You are viewing a comment permalink. View the original post to see all comments and the full post content.

Comments (67)

You are viewing a single comment's thread. Show more comments above.

Comment author: WhySpace 23 August 2016 06:26:08PM *  2 points [-]

(1) Given: AI risk comes primarily from AI optimizing for things besides human values.

(2) Given: humans already are optimizing for things besides human values. (or, at least besides our Coherent Extrapolated Volition)

(3) Given: Our world is okay.^[CITATION NEEDED!]

(4) Therefore, imperfect value loading can still result in an okay outcome.

This is, of course, not necessarily always the case for any given imperfect value loading. However, our world serves as a single counterexample to the rule that all imperfect optimization will be disastrous.

(5) Given: A maxipok strategy is optimal. ("Maximize the probability of an okay outcome.")

(6) Given: Partial optimization for human values is easier than total optimization. (Where "partial optimization" is at least close enough to achieve an okay outcome.)

(7) ∴ MIRI should focus on imperfect value loading.

Note that I'm not convinced of several of the givens, so I'm not certain of the conclusion. However, the argument itself looks convincing to me. I’ve also chosen to leave assumptions like “imperfect value loading results in partial optimization” unstated as part of the definitions of those 2 terms. However, I’ll try and add details to any specific areas, if questioned.

Comment author: ChristianKl 29 August 2016 03:17:57PM 1 point [-]

(1) Given: AI risk comes primarily from AI optimizing for things besides human values.

I don't that's a good description of the orthogonality thesis. An AI that optimizes for a single human value like purity could still produce huge problems.

Given: humans already are optimizing for things besides human values.

Human's don't effectively self modify to achieve specific objectives in the way an AGI could.

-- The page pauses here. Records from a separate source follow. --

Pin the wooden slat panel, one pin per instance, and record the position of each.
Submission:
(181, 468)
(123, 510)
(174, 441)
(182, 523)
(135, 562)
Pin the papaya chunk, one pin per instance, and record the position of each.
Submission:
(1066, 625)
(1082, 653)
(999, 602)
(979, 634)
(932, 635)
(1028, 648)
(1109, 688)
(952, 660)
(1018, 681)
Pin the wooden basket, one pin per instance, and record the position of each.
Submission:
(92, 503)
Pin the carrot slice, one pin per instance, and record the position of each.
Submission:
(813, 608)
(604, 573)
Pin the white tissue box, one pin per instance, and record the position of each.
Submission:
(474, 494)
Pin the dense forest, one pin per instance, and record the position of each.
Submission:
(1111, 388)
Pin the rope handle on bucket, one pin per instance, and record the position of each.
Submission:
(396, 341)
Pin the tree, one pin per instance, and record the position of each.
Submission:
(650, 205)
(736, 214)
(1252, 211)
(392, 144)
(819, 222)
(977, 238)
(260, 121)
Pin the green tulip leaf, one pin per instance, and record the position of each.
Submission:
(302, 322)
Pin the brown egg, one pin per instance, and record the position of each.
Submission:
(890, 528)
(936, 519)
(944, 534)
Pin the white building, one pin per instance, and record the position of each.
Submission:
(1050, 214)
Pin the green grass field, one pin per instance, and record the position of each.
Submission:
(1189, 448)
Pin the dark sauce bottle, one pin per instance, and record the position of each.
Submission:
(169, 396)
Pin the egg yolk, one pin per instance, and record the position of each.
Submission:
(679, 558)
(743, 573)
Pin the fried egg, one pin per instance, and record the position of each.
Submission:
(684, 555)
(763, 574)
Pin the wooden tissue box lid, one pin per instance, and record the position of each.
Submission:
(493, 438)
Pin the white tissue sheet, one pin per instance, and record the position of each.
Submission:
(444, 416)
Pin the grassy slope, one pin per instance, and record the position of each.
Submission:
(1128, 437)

(6) Given: Partial optimization for human values is easier than total optimization. (Where "partial optimization" is at least close enough to achieve an okay outcome.)

Why do you believe that?

Comment author: WhySpace 29 August 2016 10:12:41PM 0 points [-]

I don't that's a good description of the orthogonality thesis.

Probably not, but it highlights the relevant (or at least related) portion. I suppose I could have been more precise by specifying terminal values, since things like paperclips are obviously instrumental values, at least for us.

Human's don't effectively self modify

Agreed, except in the trivial case where we can condition ourselves to have different emotional responses. That's substantially less dangerous, though.

Partial optimization for human values is easier than total optimization.

Why do you believe that?

I'm not sure I do, in the sense that I wouldn't assign the proposition >50% probability. However, I might put the odds at around 25% for a Reduced Impact AI architecture providing a useful amount of shortcuts.

That seems like decent odds of significantly boosting expected utility. If such an AI would be faster to develop by even just a couple years, that could make the difference between winning and loosing an AI arms race. Sure, it'd be at the cost of a utopia, but if it boosted the odds of success enough it'd still have enough expected utility to compensate.